NOVI – Dave

Miller, the Chief Security Officer at Covisint, a B2B cloud company, says it is time to start thinking of

cars as people. Give cars an identity. Make cars log into the cloud to collect

updates, music, personal preferences, the lot.

The big

difference from today is credentials are not stored in the car, but in the

cloud. But the authentication comes from a centralized hub, Miller said.

“I’ve authenticated

as Dave Miler’s car and I need to find my wife,” Miller said. “Move the action

to the cloud. Maker hackers have to hack a cloud system.”

He said the

biggest challenge is the apps require you to touch the car. In the case of

Bluetooth, it has to get the signal.

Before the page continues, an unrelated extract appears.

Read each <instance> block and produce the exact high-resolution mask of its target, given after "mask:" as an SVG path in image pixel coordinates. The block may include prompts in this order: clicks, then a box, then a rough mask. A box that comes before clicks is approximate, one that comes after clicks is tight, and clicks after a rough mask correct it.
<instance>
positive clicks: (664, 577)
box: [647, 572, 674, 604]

But in other cases, a plug-in is

downloaded and the hackers have found a way to get into the apps.

In Miller’s

scenario, the car can’t do anything unless it authenticates.

This was the

tale told by Miller, and Cisco’s Director of Smart Connected Vehicles Andreas

Maj at TU Automotive Detroit 2015. They also discussed together how the two

companies will enable manufacturers to usher in a new era of vehicle connectivity.

Connected

cars are increasingly joining our smartphones and connected homes at the center

of our digital lives offering increased convenience, personalization and

entertainment value, but what most of us don’t fully understand are the

security consequences of loading all our personal information, data and

passwords in to a vehicle.

“We support

OnStar, Hyundai Blue Link with this,” Miller said. “They like the idea of a

token-based authentication. It provides a central place to manage vehicles.”

For

instance, Miller said, he goes through the process of setting up his car and

connecting it to the cloud. Then, in three years, his car gets totaled. His

personal information doesn’t go to the junk yard with his car. It remains

safely stored in the cloud.

“Or if the car

is stolen, you immediately deprovision it from anything it can do.”

Cybersecurity

expert Richard Stiennon said car authentication from the cloud is a good

direction for vehicle makers to take.

“They also

should separate the entertainment from car controls,” Stiennon said. “But they

also need to separate sensors from entertainment. Hackers can hack pressure

gauges to take control of the car. Cars are the enterprise all over again. You

need strict controls over separation and authentication.”